Estimates about the relevant spatial and vertical distribution has been non-invasively obtained from geophysical measurements using electromagnetic induction (EMI) (project B6). It has been shown that soil patterns in the subsurface correlate with crop growth, and a clear link is present with remote sensing information, for example Leaf Area Index (LAI), investigated in detail in project B6 and D2. The observed correlations provide a potential pathway to extend the locally available high-resolution analysis of subsurface patterns to larger areas where only remote sensing data is available.

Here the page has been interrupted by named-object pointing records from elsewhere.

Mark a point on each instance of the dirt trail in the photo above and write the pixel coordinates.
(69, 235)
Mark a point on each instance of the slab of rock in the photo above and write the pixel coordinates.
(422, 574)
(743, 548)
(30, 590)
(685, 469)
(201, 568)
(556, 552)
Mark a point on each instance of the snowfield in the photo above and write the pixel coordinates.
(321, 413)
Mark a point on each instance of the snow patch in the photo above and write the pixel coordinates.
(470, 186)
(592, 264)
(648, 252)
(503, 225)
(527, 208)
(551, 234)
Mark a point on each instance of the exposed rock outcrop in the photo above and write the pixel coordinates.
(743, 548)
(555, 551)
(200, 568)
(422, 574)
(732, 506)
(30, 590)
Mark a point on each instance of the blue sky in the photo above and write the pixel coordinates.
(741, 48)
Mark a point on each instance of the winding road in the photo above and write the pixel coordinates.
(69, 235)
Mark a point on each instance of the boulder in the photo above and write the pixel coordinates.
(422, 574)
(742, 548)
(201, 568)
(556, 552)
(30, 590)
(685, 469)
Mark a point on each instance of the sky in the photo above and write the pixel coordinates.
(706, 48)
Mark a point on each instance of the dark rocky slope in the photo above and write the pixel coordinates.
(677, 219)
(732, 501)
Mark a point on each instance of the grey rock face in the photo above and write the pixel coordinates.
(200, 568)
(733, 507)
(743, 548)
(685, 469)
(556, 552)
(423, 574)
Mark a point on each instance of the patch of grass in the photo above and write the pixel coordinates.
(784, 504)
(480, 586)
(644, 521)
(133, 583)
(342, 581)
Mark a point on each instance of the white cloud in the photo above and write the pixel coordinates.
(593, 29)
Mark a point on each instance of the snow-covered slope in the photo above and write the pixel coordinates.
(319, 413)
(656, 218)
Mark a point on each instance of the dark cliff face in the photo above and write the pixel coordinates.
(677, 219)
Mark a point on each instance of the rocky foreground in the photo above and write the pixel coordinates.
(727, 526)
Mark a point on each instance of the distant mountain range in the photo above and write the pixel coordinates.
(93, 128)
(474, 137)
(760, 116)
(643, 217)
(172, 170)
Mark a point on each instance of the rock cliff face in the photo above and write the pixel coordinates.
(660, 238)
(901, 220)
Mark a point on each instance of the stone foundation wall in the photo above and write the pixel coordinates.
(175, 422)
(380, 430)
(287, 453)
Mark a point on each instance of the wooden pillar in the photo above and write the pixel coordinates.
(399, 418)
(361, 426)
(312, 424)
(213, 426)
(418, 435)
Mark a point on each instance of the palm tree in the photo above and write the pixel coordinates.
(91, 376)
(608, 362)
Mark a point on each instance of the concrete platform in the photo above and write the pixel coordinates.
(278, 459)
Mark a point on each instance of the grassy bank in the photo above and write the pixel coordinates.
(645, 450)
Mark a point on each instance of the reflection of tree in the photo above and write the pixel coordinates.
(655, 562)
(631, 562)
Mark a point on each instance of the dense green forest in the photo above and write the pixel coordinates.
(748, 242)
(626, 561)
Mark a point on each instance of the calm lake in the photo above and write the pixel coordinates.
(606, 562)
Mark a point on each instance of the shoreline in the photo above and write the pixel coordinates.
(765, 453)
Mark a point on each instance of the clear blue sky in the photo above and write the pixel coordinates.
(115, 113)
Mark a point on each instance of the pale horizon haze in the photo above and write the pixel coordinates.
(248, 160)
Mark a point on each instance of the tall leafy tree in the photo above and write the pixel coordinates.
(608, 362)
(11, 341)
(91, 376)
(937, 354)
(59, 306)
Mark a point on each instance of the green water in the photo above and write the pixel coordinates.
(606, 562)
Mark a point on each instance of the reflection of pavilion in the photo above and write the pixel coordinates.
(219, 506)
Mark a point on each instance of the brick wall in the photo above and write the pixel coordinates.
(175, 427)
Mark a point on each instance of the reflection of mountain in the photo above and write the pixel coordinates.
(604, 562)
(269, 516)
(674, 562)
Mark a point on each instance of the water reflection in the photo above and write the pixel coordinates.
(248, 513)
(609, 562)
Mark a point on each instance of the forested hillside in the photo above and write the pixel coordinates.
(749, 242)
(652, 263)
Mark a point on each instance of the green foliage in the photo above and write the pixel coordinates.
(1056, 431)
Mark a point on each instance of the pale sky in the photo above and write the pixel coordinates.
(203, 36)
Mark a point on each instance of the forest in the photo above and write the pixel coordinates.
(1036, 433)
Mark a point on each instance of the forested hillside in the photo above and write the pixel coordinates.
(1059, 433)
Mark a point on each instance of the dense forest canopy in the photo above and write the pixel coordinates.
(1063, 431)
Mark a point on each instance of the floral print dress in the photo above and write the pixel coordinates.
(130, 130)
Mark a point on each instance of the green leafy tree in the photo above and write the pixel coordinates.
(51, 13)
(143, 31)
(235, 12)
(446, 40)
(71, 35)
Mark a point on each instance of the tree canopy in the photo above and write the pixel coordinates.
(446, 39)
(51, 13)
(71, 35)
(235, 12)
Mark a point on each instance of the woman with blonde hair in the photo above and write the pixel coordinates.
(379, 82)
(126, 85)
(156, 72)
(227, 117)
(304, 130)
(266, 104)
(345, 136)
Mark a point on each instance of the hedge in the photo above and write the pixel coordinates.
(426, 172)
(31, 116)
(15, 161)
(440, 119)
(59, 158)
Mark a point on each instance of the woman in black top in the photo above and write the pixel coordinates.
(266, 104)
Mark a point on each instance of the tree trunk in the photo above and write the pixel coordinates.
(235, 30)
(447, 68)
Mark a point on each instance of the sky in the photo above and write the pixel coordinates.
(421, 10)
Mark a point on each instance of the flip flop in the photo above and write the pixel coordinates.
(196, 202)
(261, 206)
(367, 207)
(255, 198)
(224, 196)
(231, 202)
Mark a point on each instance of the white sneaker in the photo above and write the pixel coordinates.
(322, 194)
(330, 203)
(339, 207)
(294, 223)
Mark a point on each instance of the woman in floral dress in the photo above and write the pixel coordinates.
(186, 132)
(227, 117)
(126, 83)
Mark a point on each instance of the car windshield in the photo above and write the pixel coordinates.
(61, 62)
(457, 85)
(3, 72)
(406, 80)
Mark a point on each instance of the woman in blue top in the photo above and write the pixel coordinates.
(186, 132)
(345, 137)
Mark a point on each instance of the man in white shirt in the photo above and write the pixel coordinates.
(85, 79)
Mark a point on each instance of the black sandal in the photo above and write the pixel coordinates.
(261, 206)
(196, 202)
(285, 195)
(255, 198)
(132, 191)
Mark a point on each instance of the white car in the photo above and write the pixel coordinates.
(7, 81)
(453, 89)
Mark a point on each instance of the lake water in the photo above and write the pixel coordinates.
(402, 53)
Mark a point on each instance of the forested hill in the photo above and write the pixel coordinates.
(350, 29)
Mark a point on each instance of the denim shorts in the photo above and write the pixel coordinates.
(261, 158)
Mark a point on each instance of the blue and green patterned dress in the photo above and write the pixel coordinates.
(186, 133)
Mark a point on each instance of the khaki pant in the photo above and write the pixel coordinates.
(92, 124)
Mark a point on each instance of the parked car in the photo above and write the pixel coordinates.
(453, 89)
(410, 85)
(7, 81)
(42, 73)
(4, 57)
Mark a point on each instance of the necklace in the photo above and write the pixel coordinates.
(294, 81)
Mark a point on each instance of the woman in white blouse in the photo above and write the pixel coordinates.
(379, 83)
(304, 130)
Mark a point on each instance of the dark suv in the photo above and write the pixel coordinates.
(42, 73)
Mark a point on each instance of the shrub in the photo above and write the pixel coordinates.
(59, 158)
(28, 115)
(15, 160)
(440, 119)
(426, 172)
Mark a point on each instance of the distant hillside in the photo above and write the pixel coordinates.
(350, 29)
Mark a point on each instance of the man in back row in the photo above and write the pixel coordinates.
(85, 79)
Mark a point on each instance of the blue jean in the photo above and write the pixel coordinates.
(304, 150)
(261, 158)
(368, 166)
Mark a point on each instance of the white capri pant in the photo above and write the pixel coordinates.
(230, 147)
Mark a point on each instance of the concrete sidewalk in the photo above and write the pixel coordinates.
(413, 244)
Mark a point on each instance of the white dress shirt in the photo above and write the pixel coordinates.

To reach this goal, we have employed established geostatistical methods in combination with novel unsupervised machine learning approaches for cluster analysis and pattern detection to create a knowledge-driven simulation method to predict soil patterns from remote sensing information. In this way, we attempt to link existing and on-going efforts in other projects to characterise subsurface heterogeneities, and the analysis of large-scale geophysical process simulation and parameter inversion.
The detailed geophysical investigations in cluster B on the field scale of the available test sites (e.g. Selhausen), which are aimed at reaching a model extent of up to one kilometer in Phase III, are used in combination with repeated LAI images to determine spatial patterns and parameter correlations using an unsupervised machine learning algorithm. The determined correlations are then the basis for an advanced investigation of soil heterogeneities on the basis of remote sensing information alone. With this project, we contribute to to link to the next level of process simulations on the kilometer scale by developing cutting edge pattern extraction algorithms and applying it to the field and regional scale. Very promising preliminary results to date have been achieved in training our model of pattern recognition on the available data sets, and the next step is to validate the pattern simulation technique with newly acquired geophysical survey information.